We first met in October of 2008, when I “accidentally” ran a 5k. I meant to walk it, but decided at the last second to start off running and just never stopped. I hurt for days, but it kind of felt good at the same time, and we started our relationship. I started running regularly the next spring, and by September I was running 10-15km per week and loving it. I’d be approaching home after having run 3 or 4 km, my legs sore, sweating and breathing hard but feeling good, and think “do I still have enough in the tank to circle the block once more? Or go around this crescent, just to add an extra half-kilometre?” Sometimes I would go the extra bit, sometimes not, but the thought was always there. I looked forward to my runs and was disappointed when I got up and it was raining and I had to run on the treadmill instead. Each week or two I’d go a little bit longer until one day I ran from home along Dundas to Hollybush to Parkside to Hamilton and back along Dundas home (which I know means squat to those of you who don’t live in Waterdown), a distance of about 5.8 km. I remember the feeling I had coming home from that particular run. It was my longest ever and I still felt great. I started to think that by the next summer, running a 10k wasn’t out of the realm of possibility.
I bought special running shoes and clothes. I ran outside during the winter as long as it wasn’t too cold and the ground was mostly clear. My sister and parents bought me an iPod Nano with Nike+ for my 40th birthday, and I started “broadcasting” my runs on Facebook and Twitter. I subscribed to a running magazine. I brought my running stuff on vacation with me. I was a runner. Me and you, baby, we were going hot and heavy.
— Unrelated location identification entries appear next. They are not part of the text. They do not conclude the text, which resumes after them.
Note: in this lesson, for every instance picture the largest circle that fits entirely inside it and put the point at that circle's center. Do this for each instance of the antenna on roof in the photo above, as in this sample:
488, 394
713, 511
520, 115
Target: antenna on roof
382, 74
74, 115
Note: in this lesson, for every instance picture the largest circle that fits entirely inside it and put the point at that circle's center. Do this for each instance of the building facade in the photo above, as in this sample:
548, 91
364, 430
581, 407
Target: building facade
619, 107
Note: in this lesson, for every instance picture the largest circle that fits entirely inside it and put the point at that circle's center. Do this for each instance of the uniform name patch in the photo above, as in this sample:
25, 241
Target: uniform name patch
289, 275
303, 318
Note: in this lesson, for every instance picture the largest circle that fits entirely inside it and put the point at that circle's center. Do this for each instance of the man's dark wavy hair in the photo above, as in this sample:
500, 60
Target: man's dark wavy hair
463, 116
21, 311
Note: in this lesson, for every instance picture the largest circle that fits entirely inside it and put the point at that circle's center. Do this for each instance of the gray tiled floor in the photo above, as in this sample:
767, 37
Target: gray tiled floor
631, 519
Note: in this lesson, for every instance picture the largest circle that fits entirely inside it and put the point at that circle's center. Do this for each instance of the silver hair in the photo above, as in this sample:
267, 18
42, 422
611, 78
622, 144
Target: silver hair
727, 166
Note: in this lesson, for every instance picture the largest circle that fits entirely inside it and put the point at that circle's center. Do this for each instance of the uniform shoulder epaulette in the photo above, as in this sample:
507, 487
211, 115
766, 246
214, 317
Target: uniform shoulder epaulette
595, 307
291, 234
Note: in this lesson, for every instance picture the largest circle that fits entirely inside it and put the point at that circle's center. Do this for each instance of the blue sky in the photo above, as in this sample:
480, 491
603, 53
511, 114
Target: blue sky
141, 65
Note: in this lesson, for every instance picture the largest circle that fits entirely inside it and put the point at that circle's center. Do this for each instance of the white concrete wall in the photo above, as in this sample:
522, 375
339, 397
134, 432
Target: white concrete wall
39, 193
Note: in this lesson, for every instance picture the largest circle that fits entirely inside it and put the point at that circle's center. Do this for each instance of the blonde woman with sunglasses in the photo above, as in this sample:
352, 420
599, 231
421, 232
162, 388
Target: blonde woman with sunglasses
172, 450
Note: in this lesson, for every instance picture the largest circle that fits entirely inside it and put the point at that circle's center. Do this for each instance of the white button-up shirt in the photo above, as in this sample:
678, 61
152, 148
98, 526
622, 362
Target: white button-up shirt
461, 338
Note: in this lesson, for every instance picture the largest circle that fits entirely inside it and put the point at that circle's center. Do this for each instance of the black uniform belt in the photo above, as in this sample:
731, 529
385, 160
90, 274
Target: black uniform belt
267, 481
And then I got sick. February 5, 2010. Severe acute necrotizing pancreatitis. I’ve written about it before so I won’t go into the details here, but in a nutshell, it was a nightmare. I spent two months in hospital, ate no solid food the whole time, had major abdominal surgery, and was off work for another 3 months after coming home. In the hospital, my exercise consisted of taking my IV pole for a walk around the floor – two laps if I was exceptionally energetic. Once I got home, it was walking up and down a flight of stairs four or five times, and then lying down on the couch because I was wiped out. I got home from the hospital at the beginning of April, and in mid-May, I started walking around the block (less than 1km). By the end of the summer I could walk several kilometres without being exhausted, but it wasn’t until November that I started actually running again. But, my dear, things were different between us.
I started off with the path I used to take when you and I were first starting out. About 3 km, and I’d run until I got tired and then walk for a while, then run again. It wasn’t as much fun as I remembered, but I’d gone through a lot and in some respects I was still recovering, so I figured I’d give it some time. I didn’t go out much during the winter, and I tried to run on the treadmill now and again but you know how it is, dear, I never liked running on that thing. Then spring came and I could run outside again. It still wasn’t great, and it took a long time before I could even run the 3k path without stopping to walk in the middle. I ran a lot in July, then fell off the wagon in August, got back on in September and have been doing OK since then. But I’ll be honest, it really hasn’t been fun for a long time.
I have yet to get back to 5k – my longest this year was 4.12km. Only a couple of times did I finish a run without stopping to walk for a couple of minutes. My stamina seemed to plateau quickly, and I got frustrated with my lack of progress. Not once did I think about running just a little longer like I used to – it was always “how long until I can stop?” Getting up early to run was a chore and I had to force myself to do it. A few times I convinced myself I heard rain so I went back to bed – only to find the ground completely dry when I did get up. Sometimes while running I decided to cut the run short because it was colder than I had expected or my legs were exceptionally sore or whatever, it was one excuse after another. But the root problem was always there – it just wasn’t fun anymore.
So my dear, I’m afraid this is the end for us. It was fun while it lasted, and I’ll never forget some of the great times we had together, but I’ve changed and it’s just not working between us anymore. It’s an old cliché but it’s really true – it’s not you, it’s me. I still want to stay in shape, so I’m going to try and hit the weight bench a couple of times a week over the winter. I hope you’re not jealous. Maybe next spring when the weather gets nice again I might give you another try, but I can’t promise anything. Take care, sweetheart.